Coder Social home page Coder Social logo

libearley's Introduction

Libearley

A C++ Earley parser library.

Features

  • Includes a recognizer for matching grammar rules and functions for traversing the output to build a parse tree
  • Includes functions for pretty-printing rules and Earley items
  • Can be run on partial input
  • Written as a generic library
    • Can parse any type conforming to the std::ranges::input_range concept.
      • Works with std::string, std::ifstream, std::span<CustomTokenType>, etc.
    • Symbols used in the grammar can be any regular type that can be converted into an integer.
      • This includes enums, characters, or even user-created classes.

Usage

Dependencies

  • A compiler that supports C++20
  • Boost (tested with 1.82, but should work with any version that supports C++20 and includes the Boost.STLInterfaces library)

Building

Since this is a template library, it is header only.

The CMakeLists.txt file in the root of this repository can be added to your project.

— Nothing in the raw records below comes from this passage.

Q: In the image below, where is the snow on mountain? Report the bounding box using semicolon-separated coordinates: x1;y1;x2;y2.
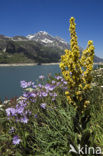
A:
26;31;68;49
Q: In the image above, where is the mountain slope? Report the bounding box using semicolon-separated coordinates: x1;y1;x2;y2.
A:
0;31;103;64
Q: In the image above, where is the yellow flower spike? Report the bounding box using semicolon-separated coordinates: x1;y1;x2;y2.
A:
59;17;94;113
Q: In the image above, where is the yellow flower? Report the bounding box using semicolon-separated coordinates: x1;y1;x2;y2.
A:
59;17;94;110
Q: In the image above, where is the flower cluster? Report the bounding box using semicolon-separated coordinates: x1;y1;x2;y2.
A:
60;17;94;111
6;75;67;145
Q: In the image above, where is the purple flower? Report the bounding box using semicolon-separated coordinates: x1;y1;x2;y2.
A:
52;80;56;84
40;103;47;109
45;84;55;91
57;82;61;86
13;135;21;145
55;76;62;80
9;127;15;133
6;108;16;116
53;93;57;97
20;116;29;123
39;75;44;80
32;85;37;88
34;114;38;118
38;84;42;88
30;92;37;98
42;92;48;97
63;81;67;85
20;80;32;88
16;106;24;114
23;92;28;98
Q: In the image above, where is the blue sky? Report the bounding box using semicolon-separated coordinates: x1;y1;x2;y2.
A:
0;0;103;58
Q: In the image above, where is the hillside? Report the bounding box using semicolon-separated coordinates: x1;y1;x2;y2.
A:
0;31;103;64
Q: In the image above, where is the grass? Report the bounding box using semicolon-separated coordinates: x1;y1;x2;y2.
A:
0;69;103;156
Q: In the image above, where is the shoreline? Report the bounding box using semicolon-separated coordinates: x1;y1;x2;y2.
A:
0;62;103;67
0;62;59;67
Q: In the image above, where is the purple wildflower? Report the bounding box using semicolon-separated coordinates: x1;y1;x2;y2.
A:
40;103;47;109
63;81;67;85
20;80;32;88
13;135;21;145
55;76;62;80
57;82;61;86
6;108;16;116
45;84;55;91
16;106;24;114
30;92;37;98
34;114;38;118
20;116;29;123
52;80;56;84
23;92;28;98
42;92;48;97
39;75;44;80
38;84;42;88
9;127;15;133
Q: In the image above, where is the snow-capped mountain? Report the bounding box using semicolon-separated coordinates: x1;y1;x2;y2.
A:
26;31;69;49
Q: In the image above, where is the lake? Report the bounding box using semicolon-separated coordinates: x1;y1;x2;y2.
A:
0;65;60;100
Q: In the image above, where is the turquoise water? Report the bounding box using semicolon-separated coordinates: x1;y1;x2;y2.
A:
0;65;60;100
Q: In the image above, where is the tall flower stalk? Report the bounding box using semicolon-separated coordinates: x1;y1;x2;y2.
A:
60;17;94;113
60;17;94;147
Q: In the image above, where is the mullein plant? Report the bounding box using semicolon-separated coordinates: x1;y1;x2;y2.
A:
60;17;94;146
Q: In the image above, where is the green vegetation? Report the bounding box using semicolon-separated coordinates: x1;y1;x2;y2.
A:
0;69;103;156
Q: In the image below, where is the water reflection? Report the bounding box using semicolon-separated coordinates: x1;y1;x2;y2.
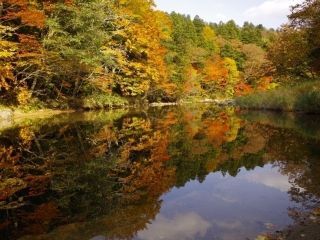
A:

Alternatively, the files in the lib subdirectory can be added directly to your build system.

Example

The core functionality of the library is provided in earley.hpp. earley_print.hpp includes functions for printing some of the library's data structures to iostreams, which might be useful during development.

In order to build a parser, the library requires the user to provide the following parameters:

  • A token type: This type represents one element of the input.
    • This is often a character type (since many parsers parse character strings), but it can be any other type, such as the type of tokens emitted by a lexer.
  • A symbol type: This type represents the terminal and non-terminal symbols of the grammar.
    • Typically, an enum class type should be used.
      • Note: For enum class types, you must provide a special enum member named Symbol_Count. This will be used in the parser to determine the number of possible symbols.
      • For symbol types that are not enum classes, a custom specialization of earley::symbol_traits must be provided.
    • A pair of helper functions with the signatures bool is_terminal(Symbol) and bool matches_terminal(Symbol, Token) must also be provided. These are used to check if a symbol is a terminal and if a given terminal symbol matches a given token, respectively.
  • A grammar: This is a collection of parsing rules.
    • It must be a contiguous collection of earley::Rule<Symbol> objects (e.g. an array of earley::Rule<Symbol>)
    • The grammar rules must get wrapped in an earley::RuleSet<Symbol> object. This is what is passed to the parser.
    • Each rule consists of a "left-hand side", which is a non-terminal symbol, and a "right-hand side", which is a sequence of zero or more terminal and/or non-terminal symbols.
    • The parser assumes that all rules with the same left-hand side are located adjacently to each other in the grammar.
  • A start symbol: The goal of parsing is to the match the input to a rule that has this symbol as its left-hand side.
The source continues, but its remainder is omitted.